Page MenuHomePhabricator

Query optimizer for labels should be using sub queries
Open, MediumPublic

Description

When using the label service a lot of queries time out.
One can avoid that by using a subquery for fetching the data and add the labels in the outer query.
The problem is not everybody is aware of it and it makes the query more complex.
So one solution could be that the optimizer for labels does this automatically.

Event Timeline

Restricted Application added a subscriber: Aklapper. · View Herald Transcript

Here’s an example query:

SELECT ?entity ?entityLabel (COUNT(?statement) AS ?count) WHERE {
  hint:Query hint:optimizer "None".
  ?statement wikibase:rank wikibase:DeprecatedRank.
  ?entity ?p ?statement.
  SERVICE wikibase:label { bd:serviceParam wikibase:language "[AUTO_LANGUAGE],en". }
}
GROUP BY ?entity ?entityLabel
HAVING(?count > 10)
ORDER BY DESC(?count)
LIMIT 100
OFFSET 0

The HAVING and OFFSET modifiers are somewhat artificial (I added them to have a complete example), but apart from that, this is a real, useful query (entities with most deprecated statements).

Here’s the optimized version:

SELECT ?entity ?entityLabel ?count WITH {
  SELECT ?entity (COUNT(?statement) AS ?count) WHERE {
    hint:Query hint:optimizer "None".
    ?statement wikibase:rank wikibase:DeprecatedRank.
    ?entity ?p ?statement.
  }
  GROUP BY ?entity
  HAVING(?count > 10)
  ORDER BY DESC(?count)
  LIMIT 100
  OFFSET 0
} AS %results WHERE {
  INCLUDE %results.
  SERVICE wikibase:label { bd:serviceParam wikibase:language "[AUTO_LANGUAGE],en". }
}
ORDER BY DESC(?count)
  • The inner SELECT clause consists of the original one, but with all Label variables removed.
  • The outer SELECT clause consists of all the variables of the original one, but without expressions (e. g. just ?count).
  • Of the solution modifiers,
    • GROUP BY is only present on the inner query, and with all Label variables removed,
    • HAVING, LIMIT and OFFSET are only present on the inner query, and
    • ORDER BY is present on both queries.

Of course, this optimization should work with or without explicit rdfs:label parameters for the label service, so it’s probably best to implement this as a separate optimizer which runs after the one that imports rdfs:label parameters from the SELECT clause.

Note here:

SELECT ?entity (COUNT(?statement) AS ?count) WHERE {
    hint:Query hint:optimizer "None".
    ?statement wikibase:rank wikibase:DeprecatedRank.
    ?entity ?p ?statement.
  }
  GROUP BY ?entity ?entityLabel
  HAVING(?count > 10)
  ORDER BY DESC(?count)
  LIMIT 100

you group by non-existing variable (?entityLabel). In order to group properly, and also for group variables work properly in projection clause, it will have to understand a lot about the query structure.

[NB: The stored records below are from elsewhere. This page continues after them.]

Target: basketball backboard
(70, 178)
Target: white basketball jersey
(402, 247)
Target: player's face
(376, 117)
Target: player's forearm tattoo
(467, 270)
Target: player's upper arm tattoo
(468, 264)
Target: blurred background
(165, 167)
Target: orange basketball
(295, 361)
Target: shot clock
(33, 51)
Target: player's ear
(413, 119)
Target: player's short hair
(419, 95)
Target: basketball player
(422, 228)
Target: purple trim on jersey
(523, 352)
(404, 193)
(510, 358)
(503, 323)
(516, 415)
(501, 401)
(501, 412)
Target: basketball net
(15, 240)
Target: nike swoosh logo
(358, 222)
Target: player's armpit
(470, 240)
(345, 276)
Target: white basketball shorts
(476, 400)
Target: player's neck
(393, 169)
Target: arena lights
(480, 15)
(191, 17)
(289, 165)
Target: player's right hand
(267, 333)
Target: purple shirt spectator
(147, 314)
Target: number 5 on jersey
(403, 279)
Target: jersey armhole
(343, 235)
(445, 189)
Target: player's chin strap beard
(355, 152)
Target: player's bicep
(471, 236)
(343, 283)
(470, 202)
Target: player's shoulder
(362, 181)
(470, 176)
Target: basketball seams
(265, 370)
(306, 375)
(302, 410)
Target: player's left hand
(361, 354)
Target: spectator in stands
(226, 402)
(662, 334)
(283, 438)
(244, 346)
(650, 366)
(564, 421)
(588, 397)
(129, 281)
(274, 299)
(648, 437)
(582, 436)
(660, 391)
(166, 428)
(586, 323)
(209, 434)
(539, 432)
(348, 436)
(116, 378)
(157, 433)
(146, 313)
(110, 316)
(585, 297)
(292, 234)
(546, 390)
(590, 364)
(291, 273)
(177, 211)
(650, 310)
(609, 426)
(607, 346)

I wonder also why the latter is so much faster - maybe we could do something in service to speed it up...

Smalyshev triaged this task as Medium priority.Jul 5 2017, 11:11 PM

you group by non-existing variable (?entityLabel).

Thanks, fixed.

In order to group properly, and also for group variables work properly in projection clause, it will have to understand a lot about the query structure.

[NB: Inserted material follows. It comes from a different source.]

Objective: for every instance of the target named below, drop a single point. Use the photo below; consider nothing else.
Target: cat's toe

It doesn’t need to understand that much, right? It only needs to know which variables are label variables, so that they can be removed from the inner SELECT and GROUP BY.

(Hm, what happens if the label variables are used in the HAVING or ORDER BY solution modifiers? I guess for now, the optimization could be disabled in that case.)

I did a quick check and the first query form resolves 44326 labels, 23178 of them unique, even though it only needs 100 in the second form. The problem is, the query semantics is different there - there's no way to know which labels should be in those 100 selected, and also the label may have participate in projections, conditionals etc. which could influence the result.

This form:

SELECT ?entity ?entityLabel ?count WHERE {
{
  SELECT ?entity (COUNT(?statement) AS ?count) WHERE {
  ?statement wikibase:rank wikibase:DeprecatedRank.
  ?entity ?p ?statement.
}
GROUP BY ?entity ?entityLabel
HAVING(?count > 10)
ORDER BY DESC(?count)
LIMIT 100
OFFSET 0
}
    SERVICE wikibase:label { bd:serviceParam wikibase:language "en". }
} ORDER BY DESC(?count)

Does not require named subquery and also produces the same result. I'm not sure though how to automatically and cleanly extract label service outside. I'll think about it.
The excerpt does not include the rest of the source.